---
title: Stat10
tags: Stat
---
## Chapter 10
[Stat202202](/q9HjXLBNSlaycgL5vCF-dQ)
## 2023/3/13
### General principles
## 2023/3/6 Distributions need to know in this course
### Example
Model: Assume $X_i \sim N(\mu,\sigma^2)$.
A statistic (統計量): A function of random samples
Examples
1. sample mean $\bar{X}=\frac{1}{n}\sum_{i=1}^n X_i$
2. sample variance $S^2=\frac{1}{n-1}\sum_{i=1}^n (X_i-\bar{X})^2$
Examples:
1. When $\sigma$ is known, $\frac{\bar{X}-\mu}{\sigma/\sqrt{n}}\sim N(0,1)$.
2. When $\sigma$ is unknown, $\frac{\bar{X}-\mu}{S/\sqrt{n}}\sim t_{(n-1)}$.
3. $\frac{(n-1)S^2}{\sigma^2}\sim \chi^2_{(n-1)}$.
4. $F_{\nu_1,\nu_2}$
### $\chi^2_\nu$?
Chi-squared distribution with degrees of freedom $\nu$.

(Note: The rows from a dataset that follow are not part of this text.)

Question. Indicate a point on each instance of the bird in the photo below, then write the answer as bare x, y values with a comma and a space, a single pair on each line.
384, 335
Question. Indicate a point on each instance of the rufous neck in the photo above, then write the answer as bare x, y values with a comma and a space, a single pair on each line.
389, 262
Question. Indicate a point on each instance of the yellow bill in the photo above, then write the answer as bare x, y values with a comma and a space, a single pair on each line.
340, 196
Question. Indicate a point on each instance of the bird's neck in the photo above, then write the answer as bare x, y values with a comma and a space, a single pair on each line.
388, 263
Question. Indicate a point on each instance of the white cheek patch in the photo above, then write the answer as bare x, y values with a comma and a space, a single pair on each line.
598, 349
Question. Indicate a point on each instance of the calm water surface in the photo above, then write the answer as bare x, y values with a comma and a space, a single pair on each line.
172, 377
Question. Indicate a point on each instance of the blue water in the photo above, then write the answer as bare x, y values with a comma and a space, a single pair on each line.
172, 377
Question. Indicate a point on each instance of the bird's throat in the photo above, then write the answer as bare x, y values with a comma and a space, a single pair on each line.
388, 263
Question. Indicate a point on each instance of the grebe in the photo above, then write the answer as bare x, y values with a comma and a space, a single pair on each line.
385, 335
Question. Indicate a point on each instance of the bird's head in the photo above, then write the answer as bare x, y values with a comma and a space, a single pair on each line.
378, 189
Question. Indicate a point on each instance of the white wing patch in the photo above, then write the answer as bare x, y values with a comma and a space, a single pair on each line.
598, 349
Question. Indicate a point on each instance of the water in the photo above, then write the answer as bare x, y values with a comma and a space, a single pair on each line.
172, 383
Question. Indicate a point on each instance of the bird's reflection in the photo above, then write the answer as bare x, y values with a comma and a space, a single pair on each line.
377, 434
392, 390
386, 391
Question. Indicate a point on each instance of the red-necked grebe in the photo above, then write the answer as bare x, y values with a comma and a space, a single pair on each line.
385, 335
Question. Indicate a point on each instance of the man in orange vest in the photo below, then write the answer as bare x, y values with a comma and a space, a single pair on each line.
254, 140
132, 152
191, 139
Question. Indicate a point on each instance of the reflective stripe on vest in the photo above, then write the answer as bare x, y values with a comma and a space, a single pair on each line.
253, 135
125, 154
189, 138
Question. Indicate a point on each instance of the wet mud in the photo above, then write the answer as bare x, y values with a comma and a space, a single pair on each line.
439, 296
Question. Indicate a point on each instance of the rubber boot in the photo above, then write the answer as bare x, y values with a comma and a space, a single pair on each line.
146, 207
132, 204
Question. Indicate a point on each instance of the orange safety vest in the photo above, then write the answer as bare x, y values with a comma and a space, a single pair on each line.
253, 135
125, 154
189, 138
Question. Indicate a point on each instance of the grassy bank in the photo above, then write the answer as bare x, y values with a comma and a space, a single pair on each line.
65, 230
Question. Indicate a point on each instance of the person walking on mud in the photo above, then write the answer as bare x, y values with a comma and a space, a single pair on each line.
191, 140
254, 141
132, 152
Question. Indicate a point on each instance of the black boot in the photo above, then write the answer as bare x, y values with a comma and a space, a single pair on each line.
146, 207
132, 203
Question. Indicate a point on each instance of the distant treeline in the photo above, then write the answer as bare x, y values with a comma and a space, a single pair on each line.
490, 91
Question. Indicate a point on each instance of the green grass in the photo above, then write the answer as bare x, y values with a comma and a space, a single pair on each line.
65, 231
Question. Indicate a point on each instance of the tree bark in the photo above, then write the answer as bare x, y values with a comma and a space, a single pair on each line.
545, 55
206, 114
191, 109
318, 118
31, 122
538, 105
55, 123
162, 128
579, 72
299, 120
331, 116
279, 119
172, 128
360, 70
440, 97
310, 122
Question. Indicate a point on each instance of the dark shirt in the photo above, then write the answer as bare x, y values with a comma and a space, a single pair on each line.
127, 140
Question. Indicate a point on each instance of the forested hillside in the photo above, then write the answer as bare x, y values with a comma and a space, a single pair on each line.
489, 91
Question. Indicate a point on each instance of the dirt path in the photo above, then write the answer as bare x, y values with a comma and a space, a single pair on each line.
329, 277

Suppose $Z_i\stackrel{iid}{\sim} N(0,1)$ for $i=1,\ldots,\nu$
Then, we say $\sum_{i=1}^{\nu} Z_i^2 \sim \chi^2_\nu$
An interesting example:
$$\frac{(n-1)s^2}{\sigma^2}=\frac{\sum(x_i-\bar{x})^2}{\sigma^2}=\sum \left(\frac{(x_i-\bar{x})}{\sigma}\right)^2\approx \sum \left(\frac{(x_i-\mu)}{\sigma}\right)^2 \sim \chi^2_n$$
We are interested in:
1. $\mu$: The mean of a normal distribution
2. $\mu_1-\mu_2$: The difference between two population means
3. $\sigma^2$: The variance of a normal distribution
4. ${\sigma_1^2}/{\sigma_2^2}$: The ratio of two population variances
### General principles
For a dataset, we do the following:
1. Model specification: $N(\mu,\sigma^2)$
2. Point estimtor: $\mu$ and $\sigma^2$.
3. Identify the pivot statistic and its sampling distribution (assuming all other parameters are known/some parameters are unknown)
4. Confidence Interval
5. Hypothesis test
## 2023/02/13 Review on Probability
### Interpretation of probabiltiy
1. $n\rightarrow \infty$
2. Ratio
$$P(A) = \lim_{n\rightarrow \infty}\frac{\# A}{n}$$
### Discrete random variable?
$X$: a random variable
$x$: a possible realization
#### Ex: Bernoulli random varialbe
Bernoulli trial/experiment
The outcome could be 1 (success) or 0 (failure) only.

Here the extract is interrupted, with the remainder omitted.